Clara sighed, picking at her nails before confessing unwillingly: “Last week.” 

“Last _week_?!” River exclaimed with horror. “Are you just following him around?”

“No,” Clara said, a little too quickly, casting her gaze down to the table to avoid meeting either woman’s gaze. “Not really. Maybe a little bit.” 

“Clara, we’ve discussed this,” River chided as gently as she was able. “Why it’s dangerous. Why it’s a bad idea. He might see you.” 

“Well, he didn’t,” Clara knocked back a gulp of her wine, then grimaced at the sour taste. “He’s got a new friend with him. Which is good, I suppose. A nice new companion.” 

“The one with all the hair?” Missy asked, squinting as she fought to remember the girl’s name. “Bob or Bert or something.” 

“Bill,” Clara corrected, then added: “She seems nice.” 

“For the love of Rassilon, tell me you haven’t spoken to her,” River warned, then noticed Clara’s expression and groaned, resting her head in her hands. “For Pete’s sake, _why_?” 

“She didn’t know who I was! And I didn’t tell her! We just had a quick chat in Starbucks about travel and such. How she was enjoying travelling and new experiences and getting away from uni for a bit.” 

“Dear god, you’re such a stereotype.” Missy complained, raising her eyebrows disdainfully. “Starbucks. _Honestly_.” 

“Missy, _you_ vetoed _me_ , it’s only fair I veto the next one,” Clara snapped, irritated by the Time Lady’s response, then added in a gentler tone: “She gets the seal of approval.”

Missy and River rolled their eyes in synchronicity, oozing disapproval. “You shouldn’t be so invested,” River began, and Clara sensed the beginning of a speech. “It’s not g-”

“How’s the box of annoying things?” Clara asked, seeking to change the subject before River could get going on the matter of warning her away from the Doctor. “What’s he added now?”

“He’d put an air-horn in there when I checked last night,” River said after a beat, evidently deciding not to press the issue, much to Clara’s relief. “Which was… unsurprising, really. Loud, bombastic… just his sort of thing.” 

“Why were you looking in the box?” Missy asked, before adding snidely: “Shouldn’t you have been shagging?”

“Well,” River winked at her companions. “He’d put some ah… vibrating objects in there. He didn’t know what they were, but he liked the noise they made. So, I was hunting for them.”

“Didn’t think he was that unsatisfying a lover,” Missy quipped, and River shot her a dark look as Clara bit back a snort. “Relax, dearie, I’m joking. It’s so like him to enjoy the noise.”

“He’s… really quite spectacularly oblivious,” Clara added with a fond smile. “He had a blindfold in there back in my day… completely clueless as to why I kept smirking when he mentioned it 

“You smirk a lot,” Missy rationalised, shrugging dismissively. “That’s more or less your default facial expression. So I can’t blame the man for being less than aware of why your face is doing things.”

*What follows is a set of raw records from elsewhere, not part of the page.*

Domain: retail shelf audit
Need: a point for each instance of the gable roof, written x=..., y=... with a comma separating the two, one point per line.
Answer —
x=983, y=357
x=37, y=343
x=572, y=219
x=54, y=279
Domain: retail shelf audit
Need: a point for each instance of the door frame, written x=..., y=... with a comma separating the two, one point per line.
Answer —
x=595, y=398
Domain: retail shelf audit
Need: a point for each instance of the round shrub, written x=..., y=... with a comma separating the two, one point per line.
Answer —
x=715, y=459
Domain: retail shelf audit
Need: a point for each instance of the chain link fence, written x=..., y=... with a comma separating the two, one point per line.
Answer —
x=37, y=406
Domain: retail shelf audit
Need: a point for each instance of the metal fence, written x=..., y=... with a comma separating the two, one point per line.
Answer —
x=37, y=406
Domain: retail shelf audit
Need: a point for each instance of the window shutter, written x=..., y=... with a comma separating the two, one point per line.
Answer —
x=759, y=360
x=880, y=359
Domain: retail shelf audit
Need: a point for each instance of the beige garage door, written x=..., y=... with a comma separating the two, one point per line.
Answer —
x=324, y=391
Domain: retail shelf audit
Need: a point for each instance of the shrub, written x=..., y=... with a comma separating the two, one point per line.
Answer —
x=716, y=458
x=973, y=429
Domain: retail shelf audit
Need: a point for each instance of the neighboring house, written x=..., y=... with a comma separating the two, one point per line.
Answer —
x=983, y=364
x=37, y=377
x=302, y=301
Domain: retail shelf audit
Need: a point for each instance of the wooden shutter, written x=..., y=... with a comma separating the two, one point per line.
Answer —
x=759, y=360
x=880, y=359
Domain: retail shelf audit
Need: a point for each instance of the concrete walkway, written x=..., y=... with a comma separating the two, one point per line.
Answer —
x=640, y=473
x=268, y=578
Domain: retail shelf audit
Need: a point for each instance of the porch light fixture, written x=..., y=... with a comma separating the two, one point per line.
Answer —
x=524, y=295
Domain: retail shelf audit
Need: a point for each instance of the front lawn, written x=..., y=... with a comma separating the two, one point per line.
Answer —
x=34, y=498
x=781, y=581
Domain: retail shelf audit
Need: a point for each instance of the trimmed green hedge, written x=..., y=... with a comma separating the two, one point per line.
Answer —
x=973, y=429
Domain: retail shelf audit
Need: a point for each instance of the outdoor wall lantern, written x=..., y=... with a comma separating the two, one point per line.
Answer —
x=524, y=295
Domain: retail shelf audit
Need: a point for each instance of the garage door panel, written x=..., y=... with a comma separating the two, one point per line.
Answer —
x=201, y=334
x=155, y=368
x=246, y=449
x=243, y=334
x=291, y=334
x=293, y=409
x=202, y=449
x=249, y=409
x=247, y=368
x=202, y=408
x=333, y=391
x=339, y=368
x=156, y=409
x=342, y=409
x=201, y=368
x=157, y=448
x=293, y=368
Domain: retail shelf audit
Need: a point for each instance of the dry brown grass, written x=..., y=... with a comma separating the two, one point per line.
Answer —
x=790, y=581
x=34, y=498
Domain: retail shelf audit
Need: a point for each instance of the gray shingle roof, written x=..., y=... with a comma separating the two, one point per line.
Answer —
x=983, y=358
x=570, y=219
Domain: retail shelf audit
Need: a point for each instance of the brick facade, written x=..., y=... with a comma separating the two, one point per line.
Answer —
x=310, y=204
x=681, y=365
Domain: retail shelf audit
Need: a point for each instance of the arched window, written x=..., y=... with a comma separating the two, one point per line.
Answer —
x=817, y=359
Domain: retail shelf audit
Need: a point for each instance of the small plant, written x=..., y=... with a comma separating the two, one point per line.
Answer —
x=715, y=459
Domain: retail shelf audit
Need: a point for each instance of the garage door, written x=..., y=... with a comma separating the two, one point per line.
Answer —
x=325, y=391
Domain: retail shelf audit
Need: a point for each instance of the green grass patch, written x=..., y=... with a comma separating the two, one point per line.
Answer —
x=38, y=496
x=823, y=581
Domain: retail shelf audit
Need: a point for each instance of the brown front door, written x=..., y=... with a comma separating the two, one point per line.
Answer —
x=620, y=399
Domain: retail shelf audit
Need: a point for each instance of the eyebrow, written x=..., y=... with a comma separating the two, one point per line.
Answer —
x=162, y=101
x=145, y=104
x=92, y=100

“Are you just going to insult me, or actually present your findings?” Clara asked, raising an eyebrow questioningly. “Like, I know it’s tradition for you to do both, but the latter is more conventional. What’s he added? Spill.”

“I left my handcuffs in his box the last time I saw him,” Missy confessed with a gleeful giggle. “Purely for the joy of thinking about him trying to use them for science and ending up getting cuffed to the railings of his own ship, trussed up like a turkey and quite stuck. Bless his poor little companion, she’s going to be so confused.” 

“Well,” Clara began, starting to laugh as she imagined the scenario playing out as Missy described. “That’s…” 

“Really quite evil,” River continued, chuckling at the thought. “But an excellent image. The idiot is definitely going to end up getting stuck like that, and I sense the TARDIS will be less than helpful…”

“I miss the old girl,” Clara said suddenly, her laughter fading as she thought nostalgically of their adventures aboard his TARDIS. _Their_ TARDIS. “Mine’s nice but… not really the same. Not as homely as his was.”

“How’s the flying going?” River asked. “You remember what I said about not leaving the handbrakes on?” 

“Yup,” Clara retorted, and smiled gratefully at the older woman. “She’s in a better mood because of it, thanks. Much more cooperative about going where I want her to go, which makes a nice change.” 

“They’re tricksy things, TARDISes,” Missy cocked her head to one side, surveying Clara with a long look. “I do hope you haven’t done anything ridiculously sentimental and named yours.” 

“The Doctor named his,” River interjected. “He called his-” 

“’Sexy’, yes, I am aware of that. I was referring to the idiotic human practice of naming vehicles after other idiotic humans.”

“She hasn’t got a name, no,” Clara explained with a casual shrug, unable to help herself adding proudly: “But I do.” 

“I heard about this,” Missy said with disdain, her nose wrinkling at the notion. “’The Teacher.’ Very… well, let’s put it this way, the Time Lords won’t be happy about you appropriating their naming practices.” 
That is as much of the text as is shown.